Burst Buffer
The Niagara burst buffer is fast, high performance shared file system, made of solid-state drives (SSD). While the overall bandwidth of the burst buffer is somewhat higher than that of the scratch file system, the true strength of the burst buffer lies in dealing with high I/O operations per seconds (IOPS). The ideal use-cases are therefore jobs which involve a lot of IOPS, too many for the /scratch file system, such as certain bio-informatics workflows and quantum chemistry calculations, and codes that have large restart checkpoint files to be saved between jobs.
The setup of the Burst Buffer of the Niagara cluster is evolving as we come to better understand how best to use this resource. The current setup is described below.
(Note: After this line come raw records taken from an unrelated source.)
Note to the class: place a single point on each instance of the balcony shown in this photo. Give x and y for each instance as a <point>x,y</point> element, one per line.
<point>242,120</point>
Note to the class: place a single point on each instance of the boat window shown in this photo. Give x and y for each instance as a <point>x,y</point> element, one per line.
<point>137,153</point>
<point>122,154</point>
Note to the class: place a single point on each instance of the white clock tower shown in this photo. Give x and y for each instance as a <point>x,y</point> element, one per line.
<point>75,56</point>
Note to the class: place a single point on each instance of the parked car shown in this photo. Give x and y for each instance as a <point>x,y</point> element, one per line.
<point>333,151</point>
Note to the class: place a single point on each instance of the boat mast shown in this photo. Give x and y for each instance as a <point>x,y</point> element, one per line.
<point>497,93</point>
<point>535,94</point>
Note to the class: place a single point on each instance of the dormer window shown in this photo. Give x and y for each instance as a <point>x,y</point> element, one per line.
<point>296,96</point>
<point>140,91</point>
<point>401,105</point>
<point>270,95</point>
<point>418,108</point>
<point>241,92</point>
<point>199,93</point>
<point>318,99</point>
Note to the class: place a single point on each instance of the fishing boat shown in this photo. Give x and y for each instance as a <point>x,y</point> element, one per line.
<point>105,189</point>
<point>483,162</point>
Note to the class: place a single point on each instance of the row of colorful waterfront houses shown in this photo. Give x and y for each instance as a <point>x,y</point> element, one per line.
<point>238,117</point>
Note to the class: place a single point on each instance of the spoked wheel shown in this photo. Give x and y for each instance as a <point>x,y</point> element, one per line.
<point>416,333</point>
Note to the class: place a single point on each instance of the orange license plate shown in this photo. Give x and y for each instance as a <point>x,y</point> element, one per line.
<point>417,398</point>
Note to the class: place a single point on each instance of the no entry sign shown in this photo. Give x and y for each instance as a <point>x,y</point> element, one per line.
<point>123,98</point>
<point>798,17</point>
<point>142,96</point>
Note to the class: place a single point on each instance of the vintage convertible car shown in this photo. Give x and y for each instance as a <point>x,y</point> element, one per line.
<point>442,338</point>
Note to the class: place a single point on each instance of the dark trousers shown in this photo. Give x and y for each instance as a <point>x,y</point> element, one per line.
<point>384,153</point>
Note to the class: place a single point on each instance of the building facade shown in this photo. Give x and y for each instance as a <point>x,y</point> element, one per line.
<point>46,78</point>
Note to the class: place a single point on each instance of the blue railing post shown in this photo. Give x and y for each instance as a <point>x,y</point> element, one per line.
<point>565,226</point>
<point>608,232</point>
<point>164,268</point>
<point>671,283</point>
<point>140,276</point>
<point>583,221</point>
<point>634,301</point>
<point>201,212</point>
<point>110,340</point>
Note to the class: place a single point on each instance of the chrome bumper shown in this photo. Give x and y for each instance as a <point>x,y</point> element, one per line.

Short-term burst buffer space ($BBUFFER)
To get access to space on the burst buffer a user must first request space on it. If you desire access, send an email, detailing your motivation for desiring access to the burst buffer, to support@scinet.utoronto.ca. A quota of 10 TBs will be set for each burst buffer user.
Users with short-term burst buffer access will have a directory created on that resource. The location is accessible using the $BBUFFER environment variable. Like $SCRATCH, The $BBUFFER directory is accessible from all Niagara login, compute and datamover nodes.
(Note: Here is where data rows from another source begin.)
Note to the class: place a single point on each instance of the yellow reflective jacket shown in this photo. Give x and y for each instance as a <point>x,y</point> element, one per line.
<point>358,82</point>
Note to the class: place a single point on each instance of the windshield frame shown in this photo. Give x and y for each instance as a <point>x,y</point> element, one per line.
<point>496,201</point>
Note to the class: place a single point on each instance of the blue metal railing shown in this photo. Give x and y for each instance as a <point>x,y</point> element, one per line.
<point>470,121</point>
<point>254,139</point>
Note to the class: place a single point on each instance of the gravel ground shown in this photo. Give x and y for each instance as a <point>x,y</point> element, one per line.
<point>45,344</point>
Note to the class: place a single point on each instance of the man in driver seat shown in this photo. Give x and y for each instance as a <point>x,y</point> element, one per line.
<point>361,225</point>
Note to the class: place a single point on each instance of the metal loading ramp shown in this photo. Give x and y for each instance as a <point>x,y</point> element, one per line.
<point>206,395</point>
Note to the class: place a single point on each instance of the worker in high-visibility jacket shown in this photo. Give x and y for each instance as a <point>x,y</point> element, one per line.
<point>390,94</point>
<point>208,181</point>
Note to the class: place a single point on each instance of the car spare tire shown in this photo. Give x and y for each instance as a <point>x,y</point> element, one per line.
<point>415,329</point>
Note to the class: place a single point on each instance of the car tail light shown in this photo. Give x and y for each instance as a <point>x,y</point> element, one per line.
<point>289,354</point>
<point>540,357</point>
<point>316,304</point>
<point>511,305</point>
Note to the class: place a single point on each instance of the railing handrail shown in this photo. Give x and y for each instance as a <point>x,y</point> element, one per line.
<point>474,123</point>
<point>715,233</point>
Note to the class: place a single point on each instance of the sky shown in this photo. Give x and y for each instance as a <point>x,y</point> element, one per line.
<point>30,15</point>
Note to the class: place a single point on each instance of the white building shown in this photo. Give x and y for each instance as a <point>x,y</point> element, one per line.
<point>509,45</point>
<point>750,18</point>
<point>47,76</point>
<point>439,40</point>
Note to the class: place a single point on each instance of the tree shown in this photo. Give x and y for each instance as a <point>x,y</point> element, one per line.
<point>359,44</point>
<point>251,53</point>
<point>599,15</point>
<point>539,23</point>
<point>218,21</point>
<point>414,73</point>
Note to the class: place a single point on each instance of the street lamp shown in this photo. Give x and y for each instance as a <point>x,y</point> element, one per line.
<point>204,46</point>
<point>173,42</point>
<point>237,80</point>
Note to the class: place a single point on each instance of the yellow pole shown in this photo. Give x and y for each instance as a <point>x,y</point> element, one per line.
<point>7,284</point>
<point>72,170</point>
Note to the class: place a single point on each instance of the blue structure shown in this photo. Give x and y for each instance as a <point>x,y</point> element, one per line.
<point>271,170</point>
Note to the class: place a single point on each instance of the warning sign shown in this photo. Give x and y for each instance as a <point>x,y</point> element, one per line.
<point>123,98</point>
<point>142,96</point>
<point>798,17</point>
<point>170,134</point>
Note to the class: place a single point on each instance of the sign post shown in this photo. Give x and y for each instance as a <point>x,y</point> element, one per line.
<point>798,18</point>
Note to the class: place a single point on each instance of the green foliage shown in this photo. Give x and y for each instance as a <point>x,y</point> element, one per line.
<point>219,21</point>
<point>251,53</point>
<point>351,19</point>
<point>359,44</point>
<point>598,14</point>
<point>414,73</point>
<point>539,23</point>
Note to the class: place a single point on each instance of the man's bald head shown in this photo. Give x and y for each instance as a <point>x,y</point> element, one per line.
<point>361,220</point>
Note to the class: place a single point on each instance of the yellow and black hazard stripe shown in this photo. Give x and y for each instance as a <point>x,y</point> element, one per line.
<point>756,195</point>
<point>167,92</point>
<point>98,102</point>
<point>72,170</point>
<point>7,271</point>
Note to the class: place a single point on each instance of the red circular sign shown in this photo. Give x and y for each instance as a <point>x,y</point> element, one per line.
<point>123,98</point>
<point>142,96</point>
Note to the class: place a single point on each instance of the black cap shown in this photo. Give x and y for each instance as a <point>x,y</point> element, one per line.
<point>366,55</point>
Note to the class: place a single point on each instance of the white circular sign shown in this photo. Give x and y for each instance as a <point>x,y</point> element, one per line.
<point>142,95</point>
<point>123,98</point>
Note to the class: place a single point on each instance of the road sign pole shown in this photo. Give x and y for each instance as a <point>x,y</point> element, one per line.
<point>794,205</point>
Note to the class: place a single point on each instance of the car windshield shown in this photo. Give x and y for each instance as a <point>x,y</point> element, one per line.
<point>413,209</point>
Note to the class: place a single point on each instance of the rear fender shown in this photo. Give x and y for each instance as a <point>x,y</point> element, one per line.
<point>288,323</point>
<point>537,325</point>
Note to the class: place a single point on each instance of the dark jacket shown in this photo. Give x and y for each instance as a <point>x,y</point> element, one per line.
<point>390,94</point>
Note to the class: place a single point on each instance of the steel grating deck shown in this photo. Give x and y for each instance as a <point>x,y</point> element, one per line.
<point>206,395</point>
Unlike ramdisk or job-specific burst buffer space (explained below), the files will remain on your burst buffer space between jobs. This makes burst buffer ideal for codes that have large restart checkpoint files to be saved between jobs.
Users should endeavour to clean up after each job, by staging out final files to $SCRATCH and removing temporary files. A very-short purging policy for the burst buffer (around 48 hours) will be implemented in the future.
Users should test a burst buffer workflow using a short test job before using the burst buffer in production.
Note that Niagara compute nodes have no local disks, so $SLURM_TMPDIR lives in memory (ramdisk), in contrast to the general purpose Alliance (formerly Compute Canada) systems Cedar, Graham, Beluga and Narval, where this variable points to a directory on a node-local ssd disk.